You can retreive the creditcard data via the fetch_openml
API.
from sklearn.datasets import fetch_openml
df_credit = fetch_openml(
data_id=1597,
as_frame=True
)
df_credit = df_credit['frame'].rename(columns={"Class": "group"})
df_credit['group'] = df_credit['group'] == '1'
df_credit.head()
You can confirm that this dataset suffers from a class imbalance.
df_credit.group.value_counts()
So let's now try building a model with a train/test split.
from sklearn.model_selection import train_test_split
credit_train, credit_test = train_test_split(df_credit, test_size=0.5, shuffle=True)
Next, we pass the train data to hiplot. We take a sample of the non-fraud examples to ensure that hiplot remains responsive.
import json
import hiplot as hip
samples = [credit_train.loc[lambda d: d['group'] == True], credit_train.sample(5000)]
json_data = pd.concat(samples).to_json(orient='records')
hip.Experiment.from_iterable(json.loads(json_data)).display()
Again, we can play around to find some rules. Here's the translated model that we found in the video.
from hulearn.experimental import CaseWhenRuler
def make_prediction(dataf):
ruler = CaseWhenRuler(default=0)
(ruler
.add_rule(lambda d: (d['V11'] > 4), 1)
.add_rule(lambda d: (d['V17'] < -3), 1)
.add_rule(lambda d: (d['V14'] < -8), 1))
return ruler.predict(dataf)
clf = FunctionClassifier(make_prediction)
from sklearn.metrics import classification_report
print(classification_report(credit_test['group'], clf.fit(credit_test, credit_test['group']).predict(credit_test)))
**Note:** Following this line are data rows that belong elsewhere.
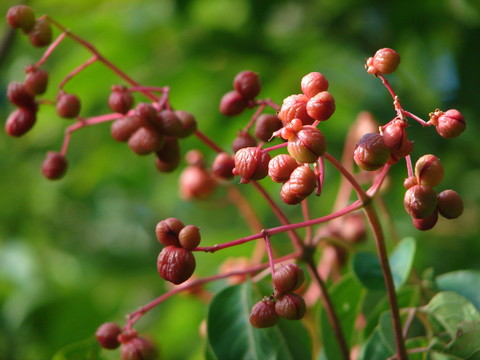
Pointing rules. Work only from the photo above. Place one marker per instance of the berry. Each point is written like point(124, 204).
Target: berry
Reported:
point(120, 99)
point(41, 33)
point(68, 105)
point(251, 163)
point(189, 237)
point(196, 183)
point(54, 166)
point(288, 278)
point(247, 84)
point(429, 170)
point(233, 103)
point(223, 165)
point(189, 124)
point(175, 264)
point(290, 306)
point(313, 83)
point(19, 95)
point(21, 16)
point(307, 145)
point(321, 106)
point(20, 121)
point(281, 167)
point(420, 201)
point(167, 231)
point(371, 153)
point(266, 125)
point(263, 314)
point(36, 80)
point(243, 140)
point(450, 204)
point(146, 140)
point(107, 335)
point(295, 107)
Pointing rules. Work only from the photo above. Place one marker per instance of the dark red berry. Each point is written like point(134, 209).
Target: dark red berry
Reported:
point(175, 264)
point(247, 84)
point(41, 33)
point(107, 335)
point(120, 99)
point(54, 166)
point(233, 103)
point(20, 121)
point(21, 16)
point(263, 314)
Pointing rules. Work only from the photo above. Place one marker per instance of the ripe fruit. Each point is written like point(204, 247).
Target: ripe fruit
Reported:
point(371, 153)
point(107, 335)
point(54, 166)
point(263, 314)
point(175, 264)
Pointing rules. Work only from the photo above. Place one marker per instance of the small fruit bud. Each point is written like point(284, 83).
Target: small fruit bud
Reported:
point(247, 84)
point(107, 335)
point(189, 237)
point(420, 201)
point(251, 163)
point(429, 170)
point(233, 103)
point(263, 314)
point(167, 231)
point(371, 153)
point(281, 167)
point(307, 145)
point(290, 306)
point(120, 99)
point(450, 204)
point(54, 166)
point(175, 264)
point(313, 83)
point(321, 106)
point(288, 278)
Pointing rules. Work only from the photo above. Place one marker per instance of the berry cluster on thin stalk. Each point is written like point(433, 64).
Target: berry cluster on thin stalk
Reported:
point(155, 127)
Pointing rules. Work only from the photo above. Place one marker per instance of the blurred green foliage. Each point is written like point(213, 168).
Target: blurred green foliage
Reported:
point(81, 251)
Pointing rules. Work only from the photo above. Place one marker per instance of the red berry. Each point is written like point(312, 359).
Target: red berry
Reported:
point(371, 153)
point(233, 103)
point(313, 83)
point(21, 16)
point(290, 306)
point(263, 314)
point(20, 121)
point(321, 106)
point(107, 335)
point(189, 237)
point(120, 99)
point(429, 170)
point(68, 105)
point(41, 33)
point(307, 145)
point(247, 84)
point(167, 231)
point(251, 163)
point(175, 264)
point(420, 201)
point(36, 80)
point(288, 278)
point(54, 166)
point(281, 167)
point(450, 204)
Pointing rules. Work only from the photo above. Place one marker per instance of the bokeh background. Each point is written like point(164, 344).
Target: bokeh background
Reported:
point(80, 251)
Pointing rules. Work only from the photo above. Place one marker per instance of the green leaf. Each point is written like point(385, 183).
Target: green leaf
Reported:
point(464, 282)
point(346, 297)
point(366, 266)
point(232, 337)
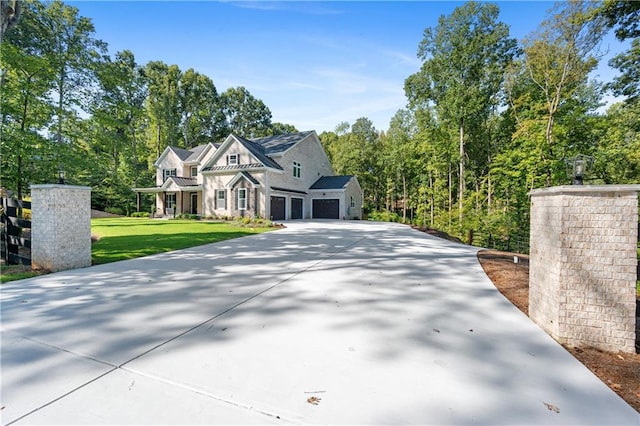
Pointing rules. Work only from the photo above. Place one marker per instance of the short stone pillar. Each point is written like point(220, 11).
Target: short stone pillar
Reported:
point(583, 264)
point(60, 227)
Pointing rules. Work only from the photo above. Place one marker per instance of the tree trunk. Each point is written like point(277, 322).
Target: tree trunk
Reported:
point(461, 180)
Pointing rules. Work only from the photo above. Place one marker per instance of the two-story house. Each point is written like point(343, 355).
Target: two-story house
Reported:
point(278, 177)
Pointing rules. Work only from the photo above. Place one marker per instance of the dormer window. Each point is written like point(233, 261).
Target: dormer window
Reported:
point(233, 159)
point(168, 172)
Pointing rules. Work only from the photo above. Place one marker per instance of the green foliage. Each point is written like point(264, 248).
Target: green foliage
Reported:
point(140, 214)
point(115, 210)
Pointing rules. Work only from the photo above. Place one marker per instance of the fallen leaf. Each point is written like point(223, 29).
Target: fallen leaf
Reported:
point(314, 400)
point(551, 407)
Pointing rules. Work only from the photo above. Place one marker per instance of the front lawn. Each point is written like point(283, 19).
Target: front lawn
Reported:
point(128, 238)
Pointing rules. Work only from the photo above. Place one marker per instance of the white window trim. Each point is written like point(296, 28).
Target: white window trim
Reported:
point(221, 203)
point(242, 206)
point(235, 158)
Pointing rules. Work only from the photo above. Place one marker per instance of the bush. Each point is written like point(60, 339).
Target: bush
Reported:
point(115, 210)
point(385, 216)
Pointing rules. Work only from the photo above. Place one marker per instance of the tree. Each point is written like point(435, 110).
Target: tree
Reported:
point(73, 55)
point(10, 11)
point(624, 16)
point(163, 105)
point(202, 119)
point(464, 58)
point(245, 115)
point(558, 59)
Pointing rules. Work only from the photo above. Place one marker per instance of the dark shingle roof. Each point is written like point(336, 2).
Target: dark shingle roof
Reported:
point(182, 154)
point(195, 152)
point(235, 167)
point(250, 178)
point(259, 152)
point(280, 143)
point(331, 182)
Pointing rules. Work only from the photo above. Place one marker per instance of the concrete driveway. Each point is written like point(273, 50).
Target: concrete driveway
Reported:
point(322, 322)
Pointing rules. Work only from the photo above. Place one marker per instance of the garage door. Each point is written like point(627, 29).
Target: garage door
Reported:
point(277, 208)
point(326, 209)
point(296, 208)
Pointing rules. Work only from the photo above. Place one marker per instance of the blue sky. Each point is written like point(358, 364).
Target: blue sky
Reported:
point(314, 64)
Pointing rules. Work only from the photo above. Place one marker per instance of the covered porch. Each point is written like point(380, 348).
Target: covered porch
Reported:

This is the report that we got in the end.
precision recall f1-score support
False 1.00 1.00 1.00 142164
True 0.69 0.72 0.70 240
accuracy 1.00 142404
macro avg 0.85 0.86 0.85 142404
weighted avg 1.00 1.00 1.00 142404
If you'd like, you can compare these results with the one from the keras blog.
Notes on Benchmarking
The main point that we hope to demonstrate is that this technique has merit but we should point out to take this result with a grain of salt. The author of the Keras blog likely wasn't trying to make a state of the art model and was likely more worried about clearly explaining a technique (which, the blogpost does quite well). Our technique also has an element of "luck" since this dataset lends itself particularily well to the visualisation technique.
It's also been correctly pointed out that this course calculates a slighly different number since the Keras blogpost uses a slightly different validation set than we do. We shuffle and take 50% of the data for validation while the Keras blog doesn't shuffle and takes 20% for validation. A community member took the effort to explore this and noticed that the numbers are slightly different when you account for this.
precision recall f1-score support
False 1.00 1.00 1.00 56886
True 0.75 0.63 0.68 75
accuracy 1.00 56961
macro avg 0.87 0.81 0.84 56961
weighted avg 1.00 1.00 1.00 56961
The numbers still suggest there's plenty of merit to mining a model here, but it's a more fair statistic. For a discussion on the matter, see this github issue.